In a decision widely seen as a victory for the big telecommunication companies and a defeat for defenders of the “open” Internet, the D.C. Court of Appeals struck down the FCC’s “net neutrality” rules on Tuesday. The decision in Verizon v. FCC effectively gives providers of Internet access the right to discriminate in favor of particular Internet services —  to create “express lanes” on the good old information superhighway.

A statement swiftly issued by the American Library Association summed up the glum view of the losing side:

The court’s decision gives commercial companies the astounding legal authority to block Internet traffic, give preferential treatment to certain Internet services or applications, and steer users to or away from certain web sites based on their own commercial interests. This ruling, if it stands, will adversely affect the daily lives of Americans and fundamentally change the open nature of the Internet, where uncensored access to information has been a hallmark of the communication medium since its inception.

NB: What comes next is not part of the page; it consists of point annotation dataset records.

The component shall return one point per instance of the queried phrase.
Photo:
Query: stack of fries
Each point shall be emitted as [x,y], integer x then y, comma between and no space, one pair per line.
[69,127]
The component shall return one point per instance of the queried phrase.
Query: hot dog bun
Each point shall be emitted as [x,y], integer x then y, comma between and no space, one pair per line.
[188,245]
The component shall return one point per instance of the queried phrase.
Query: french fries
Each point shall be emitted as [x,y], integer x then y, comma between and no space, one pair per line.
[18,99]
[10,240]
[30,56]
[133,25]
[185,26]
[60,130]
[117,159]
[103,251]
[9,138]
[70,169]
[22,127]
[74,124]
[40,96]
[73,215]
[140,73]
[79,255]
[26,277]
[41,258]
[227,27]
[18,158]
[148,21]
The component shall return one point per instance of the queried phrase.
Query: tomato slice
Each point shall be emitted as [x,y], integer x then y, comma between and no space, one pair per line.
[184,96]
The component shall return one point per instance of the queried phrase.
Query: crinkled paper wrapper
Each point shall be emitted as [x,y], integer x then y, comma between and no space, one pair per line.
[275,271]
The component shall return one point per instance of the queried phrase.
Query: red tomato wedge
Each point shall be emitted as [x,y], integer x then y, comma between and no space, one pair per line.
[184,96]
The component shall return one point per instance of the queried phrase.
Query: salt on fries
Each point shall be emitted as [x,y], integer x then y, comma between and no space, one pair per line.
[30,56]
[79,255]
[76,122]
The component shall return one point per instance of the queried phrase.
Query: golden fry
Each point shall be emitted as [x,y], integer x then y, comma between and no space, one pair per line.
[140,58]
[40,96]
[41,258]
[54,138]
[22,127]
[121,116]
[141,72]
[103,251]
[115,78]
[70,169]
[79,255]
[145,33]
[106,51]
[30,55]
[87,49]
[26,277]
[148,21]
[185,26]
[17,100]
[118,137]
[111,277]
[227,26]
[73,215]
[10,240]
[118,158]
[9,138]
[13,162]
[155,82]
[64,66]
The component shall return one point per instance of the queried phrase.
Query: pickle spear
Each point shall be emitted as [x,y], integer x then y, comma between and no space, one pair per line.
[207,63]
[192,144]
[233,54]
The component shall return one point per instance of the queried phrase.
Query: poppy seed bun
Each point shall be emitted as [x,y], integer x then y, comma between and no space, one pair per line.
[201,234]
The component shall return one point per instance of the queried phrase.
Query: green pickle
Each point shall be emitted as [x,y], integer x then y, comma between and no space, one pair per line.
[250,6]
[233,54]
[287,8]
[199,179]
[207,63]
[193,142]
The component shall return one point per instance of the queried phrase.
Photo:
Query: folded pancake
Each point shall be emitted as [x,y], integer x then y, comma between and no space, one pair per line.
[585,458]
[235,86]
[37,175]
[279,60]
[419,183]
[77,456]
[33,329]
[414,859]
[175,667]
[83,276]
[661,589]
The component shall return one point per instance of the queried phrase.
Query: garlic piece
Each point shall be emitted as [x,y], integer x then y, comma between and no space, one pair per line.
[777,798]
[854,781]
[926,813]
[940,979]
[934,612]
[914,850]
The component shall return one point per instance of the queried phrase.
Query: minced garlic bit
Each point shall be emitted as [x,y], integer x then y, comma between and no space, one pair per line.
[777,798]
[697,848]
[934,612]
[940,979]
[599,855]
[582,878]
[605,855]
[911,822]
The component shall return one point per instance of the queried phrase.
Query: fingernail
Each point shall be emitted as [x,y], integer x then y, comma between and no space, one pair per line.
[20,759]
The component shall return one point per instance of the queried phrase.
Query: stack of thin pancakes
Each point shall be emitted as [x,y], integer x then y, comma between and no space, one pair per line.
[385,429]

But the decision is not necessarily a clear-cut ruling that net neutrality is unconstitutional. The court based its decision on a more technical issue: whether or not the broadband companies could be classified as “common carriers” that are not allowed to give special preferences to any users of their network infrastructure. Since the FCC had previously decided that broadband ISPs are not common carriers, the court ruled that the FCC could not then turn around and regulate the ISPs as common carriers.